Le meilleur ami de notre père, depuis leur service militaire, Julius Klein, menuisier de son état, donc connu sous le sobriquet de "Schreiner Klein," vint se planter devant la maison avec l'arme de toujours de la plèbe, la fourche à trois dents, et annonça à un quiconque que celui qui toucherait quoi que ce soit se trouverait avec trois dents de fourche dans le ventre.

Il resta là toute la nuit, honteux d'être né allemand, dira-t-il plus tard.

Au matin, notre mère, qui avait été, avec ses fils, se réfugier chez nos cousins à Kirn, revint pour surveiller les dégats et faire nettoyer la rue.

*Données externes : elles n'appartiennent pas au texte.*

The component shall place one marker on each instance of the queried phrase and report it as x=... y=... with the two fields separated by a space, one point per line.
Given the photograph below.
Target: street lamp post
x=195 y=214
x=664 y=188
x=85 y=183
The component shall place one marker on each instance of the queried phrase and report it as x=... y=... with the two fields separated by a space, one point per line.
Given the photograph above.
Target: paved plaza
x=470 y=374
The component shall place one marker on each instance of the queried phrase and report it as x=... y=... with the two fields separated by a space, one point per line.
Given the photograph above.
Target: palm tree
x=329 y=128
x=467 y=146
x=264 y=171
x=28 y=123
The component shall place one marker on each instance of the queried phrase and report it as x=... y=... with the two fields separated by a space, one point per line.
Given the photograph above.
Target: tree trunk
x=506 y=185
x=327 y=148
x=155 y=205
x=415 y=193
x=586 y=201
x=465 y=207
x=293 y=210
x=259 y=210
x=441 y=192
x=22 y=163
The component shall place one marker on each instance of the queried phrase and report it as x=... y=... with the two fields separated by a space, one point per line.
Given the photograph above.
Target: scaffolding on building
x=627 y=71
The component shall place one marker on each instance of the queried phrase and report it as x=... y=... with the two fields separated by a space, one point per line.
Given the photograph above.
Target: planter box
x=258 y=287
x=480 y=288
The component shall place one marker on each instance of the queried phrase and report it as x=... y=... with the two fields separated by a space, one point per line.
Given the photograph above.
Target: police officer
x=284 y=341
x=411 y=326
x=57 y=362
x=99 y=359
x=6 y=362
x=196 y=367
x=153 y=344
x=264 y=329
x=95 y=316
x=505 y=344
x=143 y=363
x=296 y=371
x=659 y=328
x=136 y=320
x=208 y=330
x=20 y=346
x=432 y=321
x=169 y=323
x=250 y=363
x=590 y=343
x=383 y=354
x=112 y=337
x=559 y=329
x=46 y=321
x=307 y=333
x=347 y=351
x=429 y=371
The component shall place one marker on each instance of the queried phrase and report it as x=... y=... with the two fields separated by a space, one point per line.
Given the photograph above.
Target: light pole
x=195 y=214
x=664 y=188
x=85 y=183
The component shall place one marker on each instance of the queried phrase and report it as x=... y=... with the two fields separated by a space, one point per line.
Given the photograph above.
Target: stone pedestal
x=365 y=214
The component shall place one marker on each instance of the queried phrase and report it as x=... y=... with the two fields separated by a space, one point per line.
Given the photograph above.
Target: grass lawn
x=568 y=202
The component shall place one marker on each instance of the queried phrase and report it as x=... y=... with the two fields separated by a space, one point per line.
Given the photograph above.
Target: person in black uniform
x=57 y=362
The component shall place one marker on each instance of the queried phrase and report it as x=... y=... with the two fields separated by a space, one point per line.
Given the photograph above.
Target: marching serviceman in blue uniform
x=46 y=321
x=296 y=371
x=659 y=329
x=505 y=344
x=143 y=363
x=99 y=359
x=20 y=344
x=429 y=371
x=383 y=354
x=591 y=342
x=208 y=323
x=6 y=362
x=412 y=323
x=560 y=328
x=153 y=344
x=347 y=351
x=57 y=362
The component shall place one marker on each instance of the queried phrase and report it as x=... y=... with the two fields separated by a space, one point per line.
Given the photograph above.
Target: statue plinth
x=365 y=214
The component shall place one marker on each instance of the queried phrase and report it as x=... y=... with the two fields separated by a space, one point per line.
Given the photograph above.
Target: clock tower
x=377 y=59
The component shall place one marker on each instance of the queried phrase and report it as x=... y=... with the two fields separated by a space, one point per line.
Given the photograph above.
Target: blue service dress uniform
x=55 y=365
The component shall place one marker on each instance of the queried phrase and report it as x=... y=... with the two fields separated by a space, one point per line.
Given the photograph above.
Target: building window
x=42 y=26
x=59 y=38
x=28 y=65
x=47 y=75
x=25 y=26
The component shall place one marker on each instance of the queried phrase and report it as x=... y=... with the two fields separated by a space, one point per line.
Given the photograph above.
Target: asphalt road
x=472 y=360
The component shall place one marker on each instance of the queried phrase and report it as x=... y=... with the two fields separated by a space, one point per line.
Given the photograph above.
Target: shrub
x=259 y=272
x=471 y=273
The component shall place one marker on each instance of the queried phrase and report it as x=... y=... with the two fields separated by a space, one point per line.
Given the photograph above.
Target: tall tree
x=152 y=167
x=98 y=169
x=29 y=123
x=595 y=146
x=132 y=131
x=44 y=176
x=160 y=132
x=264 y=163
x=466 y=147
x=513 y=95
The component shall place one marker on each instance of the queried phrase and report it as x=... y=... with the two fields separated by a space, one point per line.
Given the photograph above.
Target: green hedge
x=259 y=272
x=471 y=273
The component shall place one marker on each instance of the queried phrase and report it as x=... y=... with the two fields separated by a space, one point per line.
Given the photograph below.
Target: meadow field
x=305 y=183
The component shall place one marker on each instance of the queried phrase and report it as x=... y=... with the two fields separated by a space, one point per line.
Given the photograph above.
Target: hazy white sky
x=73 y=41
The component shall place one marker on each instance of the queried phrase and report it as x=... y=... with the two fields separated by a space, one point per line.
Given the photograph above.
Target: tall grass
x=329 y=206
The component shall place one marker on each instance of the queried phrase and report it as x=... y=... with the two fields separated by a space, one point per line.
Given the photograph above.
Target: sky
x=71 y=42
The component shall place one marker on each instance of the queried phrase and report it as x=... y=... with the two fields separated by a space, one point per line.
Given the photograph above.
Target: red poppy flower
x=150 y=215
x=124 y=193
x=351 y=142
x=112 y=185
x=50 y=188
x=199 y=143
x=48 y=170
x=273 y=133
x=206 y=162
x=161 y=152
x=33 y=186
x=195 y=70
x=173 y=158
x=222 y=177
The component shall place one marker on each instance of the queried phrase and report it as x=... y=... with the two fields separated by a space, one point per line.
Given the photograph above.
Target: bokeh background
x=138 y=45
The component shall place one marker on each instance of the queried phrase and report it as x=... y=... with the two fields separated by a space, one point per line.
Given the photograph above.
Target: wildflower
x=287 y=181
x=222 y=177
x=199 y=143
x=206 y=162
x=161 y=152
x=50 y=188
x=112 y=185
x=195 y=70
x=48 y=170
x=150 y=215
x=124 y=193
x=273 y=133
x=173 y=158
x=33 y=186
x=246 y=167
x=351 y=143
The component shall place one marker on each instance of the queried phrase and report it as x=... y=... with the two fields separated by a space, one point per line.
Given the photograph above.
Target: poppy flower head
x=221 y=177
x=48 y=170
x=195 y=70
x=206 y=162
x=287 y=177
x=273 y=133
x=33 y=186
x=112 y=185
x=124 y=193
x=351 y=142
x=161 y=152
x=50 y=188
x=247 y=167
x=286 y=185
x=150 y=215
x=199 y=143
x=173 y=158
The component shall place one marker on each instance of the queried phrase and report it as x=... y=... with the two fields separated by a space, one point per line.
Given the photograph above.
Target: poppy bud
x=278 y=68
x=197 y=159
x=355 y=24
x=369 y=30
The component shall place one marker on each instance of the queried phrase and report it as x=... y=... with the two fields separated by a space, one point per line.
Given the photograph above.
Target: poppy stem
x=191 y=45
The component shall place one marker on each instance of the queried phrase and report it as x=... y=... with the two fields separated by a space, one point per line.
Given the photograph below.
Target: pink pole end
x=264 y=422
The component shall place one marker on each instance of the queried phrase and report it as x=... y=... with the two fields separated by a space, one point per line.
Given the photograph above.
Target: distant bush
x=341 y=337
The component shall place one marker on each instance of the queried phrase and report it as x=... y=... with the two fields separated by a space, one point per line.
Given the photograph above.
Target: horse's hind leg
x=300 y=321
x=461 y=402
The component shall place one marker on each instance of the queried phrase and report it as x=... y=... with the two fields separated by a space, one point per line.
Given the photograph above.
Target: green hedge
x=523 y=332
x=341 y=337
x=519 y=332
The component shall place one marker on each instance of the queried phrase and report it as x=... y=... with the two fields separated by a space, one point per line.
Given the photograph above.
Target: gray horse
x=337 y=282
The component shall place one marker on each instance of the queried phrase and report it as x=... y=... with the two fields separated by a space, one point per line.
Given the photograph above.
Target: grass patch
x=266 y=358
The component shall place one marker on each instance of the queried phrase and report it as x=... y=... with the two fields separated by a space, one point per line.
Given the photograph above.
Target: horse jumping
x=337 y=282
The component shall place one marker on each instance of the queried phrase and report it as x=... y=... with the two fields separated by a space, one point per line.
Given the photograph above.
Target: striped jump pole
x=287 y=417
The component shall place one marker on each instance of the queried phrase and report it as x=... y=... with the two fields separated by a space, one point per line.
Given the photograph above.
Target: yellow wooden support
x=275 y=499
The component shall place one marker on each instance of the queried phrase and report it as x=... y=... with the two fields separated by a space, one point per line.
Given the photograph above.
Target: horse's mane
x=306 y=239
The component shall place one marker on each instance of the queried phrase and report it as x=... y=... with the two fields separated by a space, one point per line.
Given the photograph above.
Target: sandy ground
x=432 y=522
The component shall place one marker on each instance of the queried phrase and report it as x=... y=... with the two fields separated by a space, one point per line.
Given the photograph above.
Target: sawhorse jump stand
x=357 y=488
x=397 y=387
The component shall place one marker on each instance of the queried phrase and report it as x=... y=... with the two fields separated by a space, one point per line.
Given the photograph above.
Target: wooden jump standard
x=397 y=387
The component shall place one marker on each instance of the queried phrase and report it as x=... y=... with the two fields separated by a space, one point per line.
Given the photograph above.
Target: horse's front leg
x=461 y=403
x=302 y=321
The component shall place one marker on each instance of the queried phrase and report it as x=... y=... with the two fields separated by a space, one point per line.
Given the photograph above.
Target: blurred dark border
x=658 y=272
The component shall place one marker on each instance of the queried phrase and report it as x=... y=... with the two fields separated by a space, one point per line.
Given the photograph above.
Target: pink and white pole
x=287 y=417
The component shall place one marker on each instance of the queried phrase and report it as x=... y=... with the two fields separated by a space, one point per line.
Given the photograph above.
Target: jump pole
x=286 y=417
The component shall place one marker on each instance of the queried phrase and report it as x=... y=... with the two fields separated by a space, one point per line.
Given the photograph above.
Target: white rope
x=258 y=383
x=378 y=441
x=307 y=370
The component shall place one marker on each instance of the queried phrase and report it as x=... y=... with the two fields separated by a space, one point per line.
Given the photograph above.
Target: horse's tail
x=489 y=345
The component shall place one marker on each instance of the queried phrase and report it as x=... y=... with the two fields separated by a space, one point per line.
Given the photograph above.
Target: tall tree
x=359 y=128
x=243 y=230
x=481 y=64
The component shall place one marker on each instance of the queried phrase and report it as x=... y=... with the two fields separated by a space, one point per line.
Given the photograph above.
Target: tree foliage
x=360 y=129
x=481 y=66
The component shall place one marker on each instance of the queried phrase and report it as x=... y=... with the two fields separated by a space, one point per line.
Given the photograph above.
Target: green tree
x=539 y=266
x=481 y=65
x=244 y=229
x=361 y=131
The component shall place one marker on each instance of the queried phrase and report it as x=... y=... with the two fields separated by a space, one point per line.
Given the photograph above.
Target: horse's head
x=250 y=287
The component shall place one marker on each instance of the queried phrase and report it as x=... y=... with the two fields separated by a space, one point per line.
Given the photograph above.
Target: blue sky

Etant donné qu'elle ne pouvait se faire à manger dans cette maison sens-dessus sens-dessous, ce furent les Franzmann, nos voisins chrètiens, dont le fils Rudolf avait été en apprentissage chez notre père, qui passèrent des plats de leur dîner par dessus le mur mitoyen, hors des regards de la rue.

Il ne resta pas d'autre possibilité que de tout vendre—maison, magasin, mobilier, inventaire—à un certain Bickler du village voisin de Bärenbach, un membre du parti nazi, pour un vil prix de catastrophe. Nos parents durent verser la plus grande partie à l'Etat pour dédommager celui-ci des dégats causés à la voirie, par les actes des "spontannés."

D'autre part, l'acheteur Bickler était sensé verser au Reich allemand la différence entre le prix de vente de misère et la valeur réelle; ses amis étant au pouvoir, il n'en fit rien.